Some Things That are True About France

These are a few things to help Americans understand what’s happening in France (and even some suggestive gesturing as to why you should care).

  • It has some of the best healthcare system in the world. This is arguable, but only in the edge cases. Access to healthcare, and the practical matters of getting help are so far and above what America offers anyone but the ultrarich that it’s hardly worth knitpicking. France has one of the longest life expediencies in the world, and is second only to Japan in life expectancy at age 65 according to the OECD. That number is important, since people who do dumb things when they’re young and get themselves killed shouldn’t be held against the record of a healthcare system.

 

  • This great care is threatened by a shortage of doctors in the countryside and smaller cities, and by nurses and other staff in the hospitals. Nurses are underpaid and overworked, and so they are leaving and not being replaced.

 

  • Not everyone is on strike, even during a general strike. In some ways, it’s not that big of a strike. Doctors, police, people working in the legal system, and others considered vital to the maintenance of society take an oath not to strike. Also while everyone can join a general strike, they don’t have to be paid by their employers, and striking can be difficult and expensive especially for employees of private businesses.
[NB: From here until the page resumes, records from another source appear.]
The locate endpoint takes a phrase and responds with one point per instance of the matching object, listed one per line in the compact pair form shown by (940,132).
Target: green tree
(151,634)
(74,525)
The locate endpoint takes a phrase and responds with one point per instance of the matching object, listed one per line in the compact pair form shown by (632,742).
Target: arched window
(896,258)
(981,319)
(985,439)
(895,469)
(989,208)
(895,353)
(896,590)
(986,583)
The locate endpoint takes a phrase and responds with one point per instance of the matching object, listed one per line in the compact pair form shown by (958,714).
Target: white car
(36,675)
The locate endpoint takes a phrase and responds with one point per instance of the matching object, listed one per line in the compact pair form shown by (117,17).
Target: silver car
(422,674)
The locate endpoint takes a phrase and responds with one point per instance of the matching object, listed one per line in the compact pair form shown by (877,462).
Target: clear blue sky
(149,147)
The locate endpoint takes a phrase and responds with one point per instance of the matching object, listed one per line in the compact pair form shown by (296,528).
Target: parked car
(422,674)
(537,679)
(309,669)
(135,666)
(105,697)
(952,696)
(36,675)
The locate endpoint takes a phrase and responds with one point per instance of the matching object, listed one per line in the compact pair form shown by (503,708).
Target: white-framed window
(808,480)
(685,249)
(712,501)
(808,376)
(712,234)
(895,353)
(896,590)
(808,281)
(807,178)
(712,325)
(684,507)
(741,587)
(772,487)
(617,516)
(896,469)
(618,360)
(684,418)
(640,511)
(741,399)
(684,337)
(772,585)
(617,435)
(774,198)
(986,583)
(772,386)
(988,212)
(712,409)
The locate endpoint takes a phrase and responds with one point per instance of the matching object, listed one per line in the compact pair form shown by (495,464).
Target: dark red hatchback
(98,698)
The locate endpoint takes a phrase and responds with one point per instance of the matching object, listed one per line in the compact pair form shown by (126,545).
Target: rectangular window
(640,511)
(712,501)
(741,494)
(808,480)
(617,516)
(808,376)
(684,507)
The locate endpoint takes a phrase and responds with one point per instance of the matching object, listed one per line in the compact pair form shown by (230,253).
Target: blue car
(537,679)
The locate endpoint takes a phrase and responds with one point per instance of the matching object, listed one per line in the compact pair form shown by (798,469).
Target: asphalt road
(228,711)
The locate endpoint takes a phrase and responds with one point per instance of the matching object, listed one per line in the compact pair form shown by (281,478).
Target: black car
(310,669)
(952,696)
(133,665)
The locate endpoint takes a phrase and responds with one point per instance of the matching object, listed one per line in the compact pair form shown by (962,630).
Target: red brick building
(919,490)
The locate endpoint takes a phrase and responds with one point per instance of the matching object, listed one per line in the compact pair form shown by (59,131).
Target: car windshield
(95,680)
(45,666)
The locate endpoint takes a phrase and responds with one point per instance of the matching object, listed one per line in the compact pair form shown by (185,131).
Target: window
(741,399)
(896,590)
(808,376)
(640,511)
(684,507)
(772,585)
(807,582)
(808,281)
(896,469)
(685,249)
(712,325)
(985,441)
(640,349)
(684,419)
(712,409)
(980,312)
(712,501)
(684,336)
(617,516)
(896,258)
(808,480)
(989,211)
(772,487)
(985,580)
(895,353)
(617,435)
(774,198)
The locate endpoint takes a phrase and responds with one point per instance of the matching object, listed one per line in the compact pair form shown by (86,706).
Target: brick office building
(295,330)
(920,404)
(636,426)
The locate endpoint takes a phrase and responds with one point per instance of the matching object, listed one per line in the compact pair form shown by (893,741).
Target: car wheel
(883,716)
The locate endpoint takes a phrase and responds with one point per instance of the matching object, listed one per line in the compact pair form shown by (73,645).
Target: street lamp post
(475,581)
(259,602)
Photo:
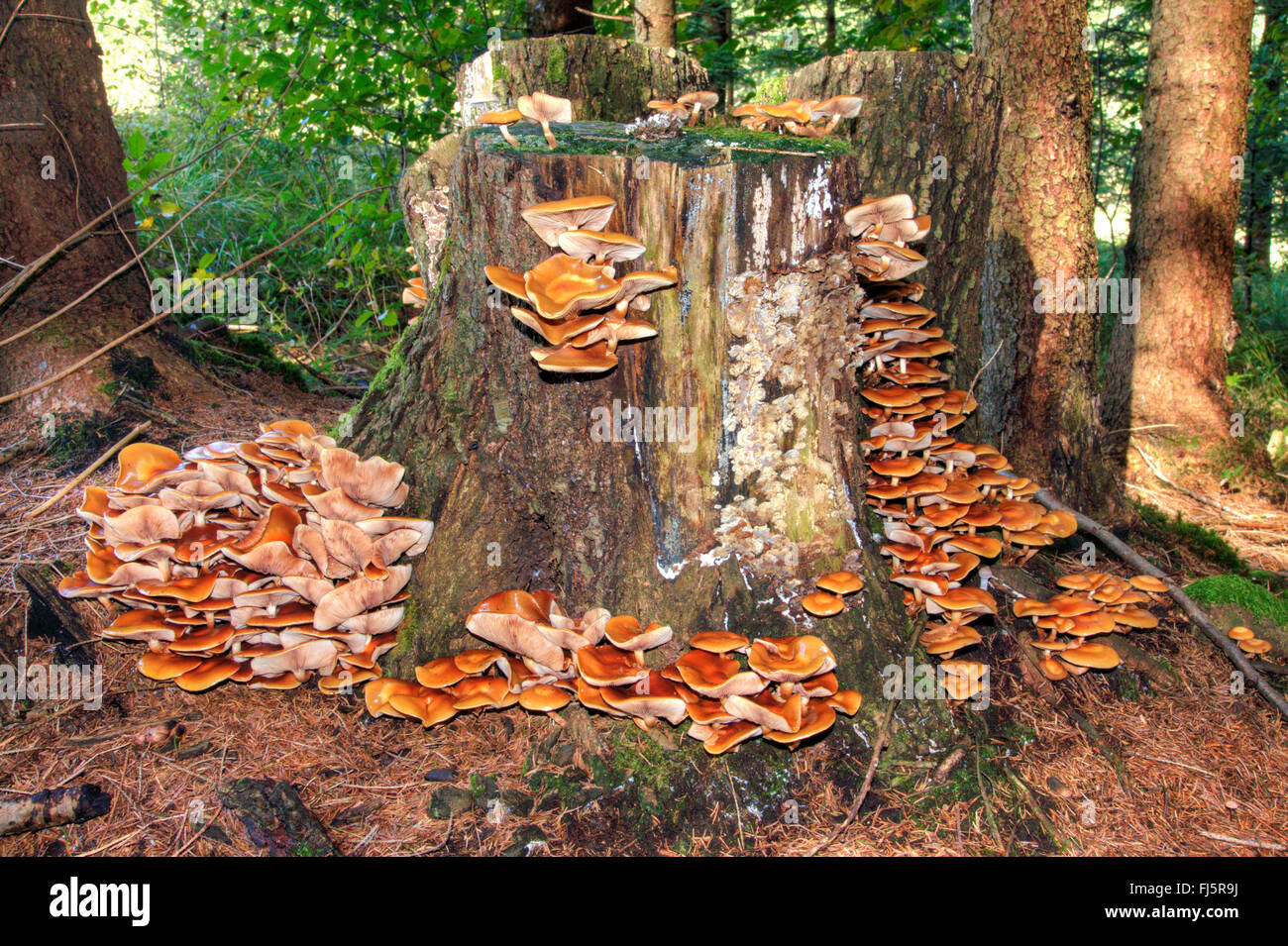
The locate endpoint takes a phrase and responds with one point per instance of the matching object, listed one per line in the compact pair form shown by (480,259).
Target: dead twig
(89,470)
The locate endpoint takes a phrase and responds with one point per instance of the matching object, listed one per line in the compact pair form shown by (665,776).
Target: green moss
(702,146)
(557,65)
(1199,541)
(1240,592)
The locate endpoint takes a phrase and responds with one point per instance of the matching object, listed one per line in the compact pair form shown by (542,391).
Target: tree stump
(928,128)
(747,480)
(606,78)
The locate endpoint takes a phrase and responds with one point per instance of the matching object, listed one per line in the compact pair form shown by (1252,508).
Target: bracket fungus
(541,659)
(580,306)
(545,110)
(263,563)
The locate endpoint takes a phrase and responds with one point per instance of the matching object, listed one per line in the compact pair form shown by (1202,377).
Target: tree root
(1193,611)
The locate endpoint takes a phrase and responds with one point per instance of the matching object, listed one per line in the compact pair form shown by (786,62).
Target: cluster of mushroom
(1249,643)
(687,107)
(539,108)
(263,563)
(580,306)
(802,117)
(541,659)
(941,498)
(1091,604)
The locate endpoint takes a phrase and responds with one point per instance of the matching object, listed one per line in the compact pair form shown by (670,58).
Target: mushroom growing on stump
(542,110)
(240,560)
(579,305)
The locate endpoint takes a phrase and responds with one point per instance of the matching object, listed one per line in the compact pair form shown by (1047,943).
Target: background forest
(347,94)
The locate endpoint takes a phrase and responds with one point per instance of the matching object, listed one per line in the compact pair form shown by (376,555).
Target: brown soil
(1203,766)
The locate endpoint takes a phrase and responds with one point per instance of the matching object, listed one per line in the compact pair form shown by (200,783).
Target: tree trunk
(655,24)
(1038,392)
(713,521)
(927,128)
(606,78)
(1170,366)
(63,166)
(1266,149)
(555,17)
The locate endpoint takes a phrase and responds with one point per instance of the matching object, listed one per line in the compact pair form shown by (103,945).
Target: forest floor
(1181,768)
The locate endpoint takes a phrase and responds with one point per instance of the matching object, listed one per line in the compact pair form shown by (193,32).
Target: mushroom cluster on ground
(261,563)
(947,503)
(1249,643)
(541,659)
(1089,604)
(802,117)
(580,305)
(539,108)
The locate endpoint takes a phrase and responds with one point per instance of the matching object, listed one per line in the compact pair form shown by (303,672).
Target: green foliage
(1240,592)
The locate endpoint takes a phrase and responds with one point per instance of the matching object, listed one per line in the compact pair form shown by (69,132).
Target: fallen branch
(883,734)
(103,457)
(165,313)
(54,807)
(1244,842)
(1141,564)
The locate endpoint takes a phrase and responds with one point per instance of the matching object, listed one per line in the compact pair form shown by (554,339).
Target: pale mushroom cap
(542,108)
(553,218)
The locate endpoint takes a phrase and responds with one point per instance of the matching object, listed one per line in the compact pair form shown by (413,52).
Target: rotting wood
(53,807)
(52,617)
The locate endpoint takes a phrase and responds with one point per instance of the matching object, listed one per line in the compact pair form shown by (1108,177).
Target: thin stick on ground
(1193,611)
(883,734)
(89,470)
(165,313)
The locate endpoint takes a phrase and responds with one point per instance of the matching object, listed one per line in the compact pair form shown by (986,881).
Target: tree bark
(63,166)
(555,17)
(655,24)
(1038,392)
(1170,366)
(755,353)
(1266,150)
(927,128)
(606,78)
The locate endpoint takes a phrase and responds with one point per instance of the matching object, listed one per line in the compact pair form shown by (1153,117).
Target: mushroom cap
(562,286)
(703,98)
(617,248)
(592,360)
(728,735)
(715,676)
(553,218)
(823,604)
(542,108)
(207,674)
(606,666)
(505,116)
(652,696)
(719,641)
(1149,583)
(837,107)
(1099,657)
(789,659)
(544,697)
(163,666)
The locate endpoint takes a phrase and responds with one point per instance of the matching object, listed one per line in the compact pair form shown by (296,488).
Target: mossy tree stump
(606,78)
(928,128)
(756,482)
It isn’t so much how many people strike in a general strike, it’s who strikes, and how that affects the country. The backbone of the French unions is public workers, and so mostly it’s public services affected. Right now it’s almost impossible to get around easily. The trains aren’t running, city transit isn’t running. Some schools are affected now, but tomorrow many more will not be in session.

 

  • French vacations are serious business. Everyone (other than freelancers) get a month off a year, minimum. Not even Macron will touch French vacation. “That’s a good way to get 90%+ strike,” my French partner, and sometimes translator, told me.

 

 

  • And then, of course, there’s retirement benefits, which are at the center of this current French political crisis. They are complicated but in short:

They are computed on the best 25 years of your career, which generally means that if you have some rough patches you don’t lose too much because of it. Retirement age is 62, and you get 50% of what you made for those best 25 years. Some fields, like firefighters, have earlier retirement ages, to make up for it, they pay in more money along the way.

For state employees, retirement is calculated at 75% pay for the last six months of their career.

Macron wants to change this system, to something “points-based” — or more directly based on what you made over your life. The specifics are not public yet — some kind of draft is supposed to come out tomorrow, but even with what people have seen, it will be far less money to live on, especially for the most vulnerable. Even the police, despite reassurance that they won’t lose any money, are getting nervous, and rumors are some will be in the next protest.

  • France doesn’t share America’s let the poor die in the streets approach to the old and infirm, a stance considered to be economic stimulus and a success condition to many banking-minded economists and policy makers. At least, for now.

Tomorrow is another protest, and France will continue to contemplate what kind of France it wants to be.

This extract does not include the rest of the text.